Il n’y a rien qu’on ne puisse obtenir avec de la persistance
et de la détermination.
BodyFitness : Depuis combien de temps vous entraînez-vous
aux poids ?
Lee Banks : Avec mes propres poids depuis l’âge
de 12 ans, mais je n’ai concouru que plus tard. Maintenant,
je suis fier de l’avoir fait. J’ai commencé à
m’entraîner dans le garage de chez nous quand j’étais
encore très jeune et à aucun moment il ne m’est
venu à l’esprit que j’arriverais aussi loin en
ce sport.
BF : Cela a été certainement dur
de passer de vous entraîner seulement comme hobby à
combiner diète et séances en salle pour vous préparer
aux championnats. Qu’est-ce qui vous a amené à
vous intéresser au culturisme de compétition ?
LB : Le fait de faire la connaissance d’une
amie de ma femme qui avait réussi à transformer son
physique en deux ans et à devenir une grande compétitrice.
J’admirais ses exploits et j’ai essayé d’en
faire autant pour constater à quel point je pouvais développer
mon physique.
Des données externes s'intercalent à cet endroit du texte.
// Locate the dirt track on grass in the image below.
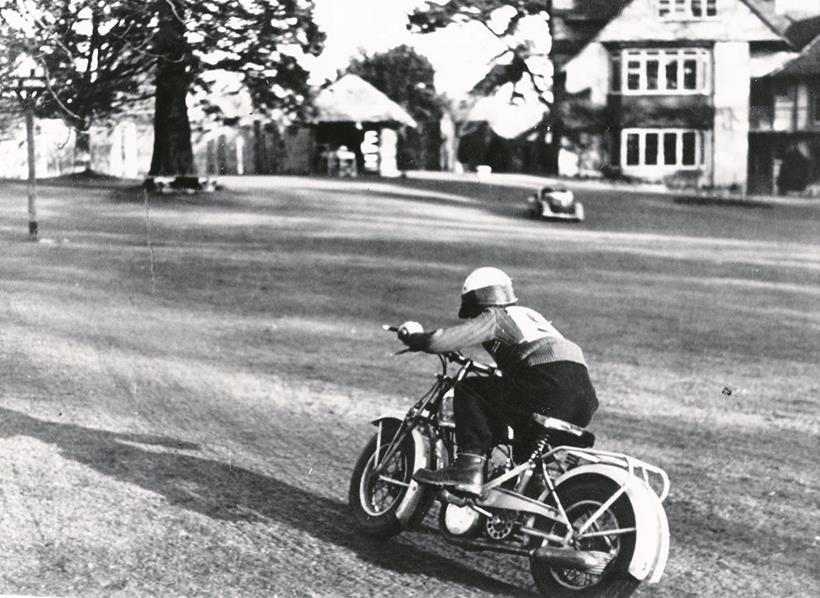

C’est elle qui m’a motivé et m’a
poussé à avancer dans cette discipline. J’ai
pensé que si elle avait concrétisé ses rêves,
je pourrais moi aussi réaliser les miens, à condition
de travailler et de maîtriser les techniques qui me permettraient
de monter sur scène avec un physique spectaculaire.
BF : Vous intéressiez-vous à d’autres
activités physiques étant encore enfant ou l’entraînement
aux poids a-t-il été votre principale activité
physique depuis que vous aviez 12 ans ?
LB : Je pratiquais de nombreux sports, mais ce
que j’aimais surtout, c’était le culturisme.
J’étais bon en karaté, à tel point que
j’étais persuadé que je serais un grad karatéka
une fois adulte. En fait, j’aurais pu obtenir une ceinture
noire si j’avais voulu. A part cela, je jouais aussi au foot.
Je crois que tout ce que j’ai appris de ces sports m’a
aidé à me forger une carrière comme culturiste.
On ne sait jamais quand on aura besoin d’une vieille leçon.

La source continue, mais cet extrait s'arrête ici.